Click here to read more about the debut of the Glasspar Ascot.
Today’s article occurred several months later and contained more detail on the positioning of this car within the sports car market. Glasspar was ready to take the next move, and this fiberglass pioneer was going to push the sports car market in a new direction – “neoclassic design.”
The Ascot was heralded as a significant enough car to appear on the cover of Speed Mechanics Magazine that summer. Pretty impressive gang! Just inside the magazine, here’s what they had to say about the cover shot of the Ascot:
“Cover: Bill Tritt’s Glasspar Company of Santa Ana, California, pioneers in commercial production of plastic car bodies, has announced their latest model. The Ascot features a full compliment of U.S. made parts under its plastic body shell, and has a wheelbase of 94 inches and weighs about 1750 pounds. With a modest-output power-plant, performance is excellent. Production is scheduled for early summer.”
Let’s take a look at what the article had to say about Glasspar’s new endeavor – the Glasspar Ascot.
Glasspar’s Ascot – Fiberglass Body Pioneer Unveils Latest Model (Speed Mechanics, June-July 1955)
By Ed Reed
“Anyone who wants a custom-built automobile but does not have the time, patience, or skill to tackle a full-scale plastic body will recognize the possibilities of the Ascot. Built by the Glasspar Company of Santa Ana.
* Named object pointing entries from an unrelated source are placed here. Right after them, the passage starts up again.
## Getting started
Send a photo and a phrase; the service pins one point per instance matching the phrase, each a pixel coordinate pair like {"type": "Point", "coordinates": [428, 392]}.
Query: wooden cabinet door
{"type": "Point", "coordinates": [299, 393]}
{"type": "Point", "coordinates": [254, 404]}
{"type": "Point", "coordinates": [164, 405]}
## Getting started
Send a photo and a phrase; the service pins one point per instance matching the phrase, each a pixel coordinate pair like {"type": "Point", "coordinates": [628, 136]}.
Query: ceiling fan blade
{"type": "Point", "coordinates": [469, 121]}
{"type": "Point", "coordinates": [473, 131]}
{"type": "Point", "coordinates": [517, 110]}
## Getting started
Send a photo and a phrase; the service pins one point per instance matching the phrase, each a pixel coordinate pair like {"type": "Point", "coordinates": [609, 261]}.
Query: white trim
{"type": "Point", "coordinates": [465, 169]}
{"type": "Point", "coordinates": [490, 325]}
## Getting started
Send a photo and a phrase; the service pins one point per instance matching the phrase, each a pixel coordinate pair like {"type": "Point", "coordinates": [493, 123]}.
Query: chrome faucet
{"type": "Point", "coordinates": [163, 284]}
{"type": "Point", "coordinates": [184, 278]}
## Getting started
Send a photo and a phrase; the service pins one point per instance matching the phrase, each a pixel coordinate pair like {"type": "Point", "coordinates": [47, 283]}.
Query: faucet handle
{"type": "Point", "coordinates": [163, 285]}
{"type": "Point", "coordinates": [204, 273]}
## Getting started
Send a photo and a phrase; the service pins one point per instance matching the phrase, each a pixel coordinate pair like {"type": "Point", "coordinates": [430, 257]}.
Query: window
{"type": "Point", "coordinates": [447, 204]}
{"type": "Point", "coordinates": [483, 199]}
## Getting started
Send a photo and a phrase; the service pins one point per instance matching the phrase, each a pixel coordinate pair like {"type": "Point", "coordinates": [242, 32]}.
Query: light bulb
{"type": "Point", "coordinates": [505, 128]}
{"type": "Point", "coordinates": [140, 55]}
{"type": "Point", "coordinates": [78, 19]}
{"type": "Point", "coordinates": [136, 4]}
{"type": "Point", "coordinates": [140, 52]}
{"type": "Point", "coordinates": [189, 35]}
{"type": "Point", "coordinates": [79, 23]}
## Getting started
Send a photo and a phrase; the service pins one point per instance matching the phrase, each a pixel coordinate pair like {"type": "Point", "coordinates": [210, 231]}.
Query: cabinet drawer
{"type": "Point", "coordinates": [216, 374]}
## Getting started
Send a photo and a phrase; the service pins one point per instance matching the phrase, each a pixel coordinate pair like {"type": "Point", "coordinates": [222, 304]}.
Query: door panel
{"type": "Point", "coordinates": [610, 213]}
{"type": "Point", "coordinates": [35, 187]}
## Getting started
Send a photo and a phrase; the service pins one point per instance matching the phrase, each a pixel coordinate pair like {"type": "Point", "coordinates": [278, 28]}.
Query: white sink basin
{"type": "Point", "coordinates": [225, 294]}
California, one of the pioneers in the plastic body field, the Ascot sports distinctive traditional styling and a complete lineup of American-built components.
Bill Tritt, President of Glasspar, fathered the first commercially produced plastic car body back in 1951. Continuing research in reinforced plastics, still underway even today, resulted in new mechanical and styling techniques not considered practical at first. Unlike previous Glasspar models, usually molded in one-piece. the Ascot has readily detachable and replaceable fenders and weather-tight roll-up windows. The folding top stores behind the seats, affording exceptional visibility when up. The weatherproof luggage space in the trunk will accommodate “two-suiter” bag and tools.
The body is molded, by the hand layup technique, from fibrous glass and a polyester resin. Other molded parts include fenders, radiator shell, floor assembly, trunk, and trunk door. The spare tire is partially exposed in a special well inset in the sloping rear deck.
The Ascot’s body is mounted on a specially-designed rectangular tube steel chassis with a wheelbase of 94 inches and a tread of 53 inches in front and 54 aft. Most of the other chassis and running gear components are standard or modified U.S. made parts. Weight distribution of the 1750 pound car is 50-50. Ground clearance is six inches.
Power in the prototype was delivered by a 100 horse in-line six that gives an excellent power to weight ratio. The performance potential of the new car is matched in the braking department with ram air cooling used to minimize fade problems.
Present plans of the Glasspar Company call for wide distribution of the car ready to roll, decked out with leather upholstery and cherry wood trim, fully equipped from top to tires, for about $2600. For those who wish to modify their own chassis, the body alone will be available at an as yet unset but considerably lower, price. Either way. the Ascot looks like the car to watch in the salesrooms and on the road this summer.”